Journal of Accounting and Management Vision

Journal of Accounting and Management Vision

Development of an interactive Credit Scoring Model in Iran's Leasing Industry :A Comparative Approach to Global Model

Document Type : Original Article

Authors
1 Assistant Professor, Finance and Accounting Department, Iranian Electronic Higher Education Institute, Tehran, Iran.
2 , Faculty of finance & Accounting, Iranian eUniversity, Tehran, Iran
Abstract
This study designs and develops an interactive credit scoring model for Iran’s leasing industry to rigorously measure the joint effect of contract duration and repayment rate on customers’ credit risk. The motivation stems from a critical gap in mainstream credit risk literature: prevailing approaches—ranging from statistical frameworks such as logistic regression and classical linear models to scorecards and machine-learning methods—typically emphasize the individual effects of predictors while overlooking their structural interactions. In practice, however, leasing credit decisions are shaped by the simultaneous configuration of contract length and repayment intensity. Adopting a localized, comparative perspective vis-à-vis established global models, this research addresses that gap by explicitly modeling the multiplicative interaction between duration and repayment rate.
The study is applied and quantitative. It analyzes a dataset of 1,136 active leasing contracts drawn from Iran Khodro Leasing, Parsian Leasing, Mellat Leasing, and Karafarin Leasing over 2019–2023 (1398–1402). After rigorous data cleaning, validation, and variable encoding, credit risk was operationalized via default incidence and repayment behavior metrics. The empirical strategy relies on a modified multiple regression in which, besides the main effects of contract duration and repayment rate, the interaction term Duration×RepaymentRate captures the joint influence of these variables. Appropriate controls for contract features and customer characteristics were included to mitigate conventional estimation biases and enhance model interpretability
The findings show a positive relationship between contract duration and credit risk, indicating that longer terms significantly amplify the likelihood of risky repayment behavior. Conversely, the repayment rate exhibits a negative relationship with credit risk, implying that more intensive payment schedules reduce the odds of default. Crucially, the interaction between duration and repayment rate is significantly negative (β₄ = −0.192, Sig = 0.001). The model explains approximately 61% of the variance in credit risk, underscoring strong explanatory power.
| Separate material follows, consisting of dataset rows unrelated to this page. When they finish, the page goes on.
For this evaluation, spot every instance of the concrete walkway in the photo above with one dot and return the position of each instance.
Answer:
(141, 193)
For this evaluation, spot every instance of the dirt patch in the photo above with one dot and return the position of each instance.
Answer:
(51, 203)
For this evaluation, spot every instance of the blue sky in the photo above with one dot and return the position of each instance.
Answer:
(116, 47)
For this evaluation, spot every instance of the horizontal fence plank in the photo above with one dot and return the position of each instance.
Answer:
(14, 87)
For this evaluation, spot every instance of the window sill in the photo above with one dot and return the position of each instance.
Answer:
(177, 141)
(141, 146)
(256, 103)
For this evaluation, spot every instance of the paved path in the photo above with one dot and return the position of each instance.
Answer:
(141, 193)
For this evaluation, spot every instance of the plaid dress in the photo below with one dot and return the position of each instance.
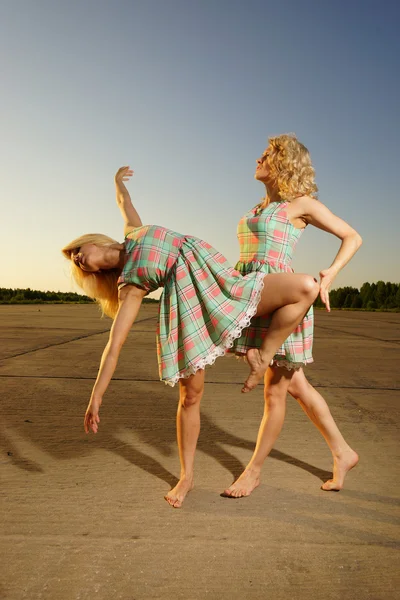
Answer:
(205, 303)
(267, 242)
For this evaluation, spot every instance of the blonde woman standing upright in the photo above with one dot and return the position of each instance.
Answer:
(268, 235)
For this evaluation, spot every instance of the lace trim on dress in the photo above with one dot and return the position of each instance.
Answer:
(228, 343)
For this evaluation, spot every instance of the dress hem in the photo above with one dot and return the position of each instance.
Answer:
(228, 342)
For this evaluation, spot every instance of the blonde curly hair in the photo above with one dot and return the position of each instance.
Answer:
(291, 170)
(103, 286)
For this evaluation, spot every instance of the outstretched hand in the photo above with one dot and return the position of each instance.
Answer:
(326, 278)
(92, 419)
(123, 174)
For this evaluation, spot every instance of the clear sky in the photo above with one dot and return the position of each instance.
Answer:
(187, 92)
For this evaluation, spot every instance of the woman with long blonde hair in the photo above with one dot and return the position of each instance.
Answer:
(268, 235)
(204, 307)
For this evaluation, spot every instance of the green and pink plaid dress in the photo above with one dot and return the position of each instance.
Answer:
(267, 242)
(205, 303)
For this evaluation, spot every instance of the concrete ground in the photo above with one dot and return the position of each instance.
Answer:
(83, 517)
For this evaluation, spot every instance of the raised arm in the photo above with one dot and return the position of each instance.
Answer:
(124, 202)
(130, 299)
(317, 214)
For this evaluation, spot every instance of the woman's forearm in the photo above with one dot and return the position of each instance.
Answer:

This pattern clearly indicates that in longer-term contracts, setting a high repayment rate not only offsets the risk-increasing effect of extended duration but also delivers a substantial risk reduction. In other words, the combined “length × intensity” effect is non-linear and policy-sensitive, and interactive specifications materially outperform models that evaluate contractual variables in isolation, improving default prediction accuracy.
From a managerial standpoint, the results advise leasing companies to co-optimize contract duration and repayment rate when designing credit products, pricing risk, and allocating financial resources. Particularly for long-term contracts, implementing robust repayment schedules (complemented by behavioral incentives and penalty structures) can markedly improve the risk profile. We further recommend embedding interaction-aware components into internal scorecards and revising credit assessment policies to reflect these joint effects. In terms of contribution, the proposed interactive model fills a notable gap in the Iranian literature, offering a transferable, data-driven framework that elevates predictive accuracy and strengthens credit decision-making in real operational settings. Finally, future research should extend the model by incorporating behavioral covariates, conducting stability tests across sub-markets, and benchmarking against advanced machine-learning algorithms to assess generalizability and performance at scale.